Statistical inference is the science of drawing conclusions about a population based on information contained in a sample.

A particular type of inference is involved with the testing of hypotheses concerning some of the parameters of the population distribution. These hypotheses will usually specify that a population parameter, such as the population proportion, has a certain value. We must then decide whether this hypothesis is consistent with data obtained in a sample.

Fair Cards?

Let’s consider three experiments with three decks of cards (52 cards per deck).

  1. Load all three decks of cards.

    cards <- read.csv("https://albums.yuanting.lu/sta126/data/cards.csv")
  2. Repeat the command ten times to draw (with replacement) a sample of 10 cards from the first deck.

    sample(cards$deck1, 1)
  3. How many red cards do you get? What is the proportion of red cards?

  4. Do you think this is a fair deck?

  5. Repeat the process for the second deck of cards. What proportion of red cards do you get in a sample of 10 cards (with replacement)? Do you think it is a fair deck?

    sample(cards$deck2, 10, replace = TRUE)
  6. How about the third deck of cards? Do you think it is a fair deck?

    sample(cards$deck3, 10, replace = TRUE)
  7. Finally, let’s reveal the three decks of cards. Did you get all the correct decisions earlier?

    table(cards$deck1)
    table(cards$deck2)
    table(cards$deck3)

Concepts

  • Null hypothesis: the hypothesis to be tested, denoted by \(H_0\).
  • Alternative hypothesis: the hypothesis to be established, denoted by \(H_1\) or \(H_a\).
  • P-value: the (largest) probability of obtaining test results at least as extreme as the results actually observed, under the assumption that the null hypothesis is correct.
  • Type I error: Reject a true null hypothesis.
  • Type II error: Fail to reject a false null hypothesis.

Two-Sided Test

\(H_0: p=p_0\)

\(H_1: p\ne p_0\)


Example 1. If we randomly draw (with replacement) 10 cards from a deck of standard cards, and observe 3 out of 10 are red, then can we conclude that this is not a fair deck of cards?
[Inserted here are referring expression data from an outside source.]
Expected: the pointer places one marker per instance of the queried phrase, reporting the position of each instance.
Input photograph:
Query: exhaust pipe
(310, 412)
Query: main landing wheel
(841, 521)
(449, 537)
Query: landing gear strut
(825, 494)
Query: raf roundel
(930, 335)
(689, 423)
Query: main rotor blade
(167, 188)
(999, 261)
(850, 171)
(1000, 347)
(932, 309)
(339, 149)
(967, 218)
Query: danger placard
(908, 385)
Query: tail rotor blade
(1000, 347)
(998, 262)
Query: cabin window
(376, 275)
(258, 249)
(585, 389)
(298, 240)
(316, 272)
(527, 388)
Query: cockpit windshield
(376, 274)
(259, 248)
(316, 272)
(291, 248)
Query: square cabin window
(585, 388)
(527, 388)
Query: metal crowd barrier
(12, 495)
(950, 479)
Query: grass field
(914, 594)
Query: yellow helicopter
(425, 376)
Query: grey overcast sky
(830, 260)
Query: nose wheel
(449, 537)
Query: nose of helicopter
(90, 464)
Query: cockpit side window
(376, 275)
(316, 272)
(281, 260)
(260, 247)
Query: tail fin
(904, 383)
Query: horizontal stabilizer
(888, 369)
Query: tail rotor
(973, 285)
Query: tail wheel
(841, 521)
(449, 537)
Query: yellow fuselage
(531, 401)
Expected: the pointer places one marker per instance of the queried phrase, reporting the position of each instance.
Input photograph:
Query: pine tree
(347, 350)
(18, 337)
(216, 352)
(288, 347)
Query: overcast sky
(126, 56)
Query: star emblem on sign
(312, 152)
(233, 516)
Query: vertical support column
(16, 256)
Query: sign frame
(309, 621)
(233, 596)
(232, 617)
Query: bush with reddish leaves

Let \(p\) denote the true proportion of red cards.

  • \(H_0: p = 0.5\)
  • \(H_1: p \ne 0.5\)
  • P-value:
    • Based on the binomial distribution (\(n=10\) and \(p=0.5\)):

      2 * pbinom(3, 10, 0.5)
      ## [1] 0.34375
    • Based on the normal approximation (i.e., the sampling distribution of \(\widehat p\)), in which \(\scriptsize E[\widehat p]=p=0.5\) and \(\scriptsize SD(\widehat p)=\sqrt{p(1-p)/n}=\sqrt{0.5(1-0.5)/10}\), with continuous correction applied:

      2 * pnorm(3.5 / 10, 0.5, sqrt(0.5 * (1 - 0.5) / 10))
      ## [1] 0.3427817

      If the cards were fair, the probability of getting 3 or fewer red cards, or 7 or more red cards in a sample of 10 cards is about 0.343.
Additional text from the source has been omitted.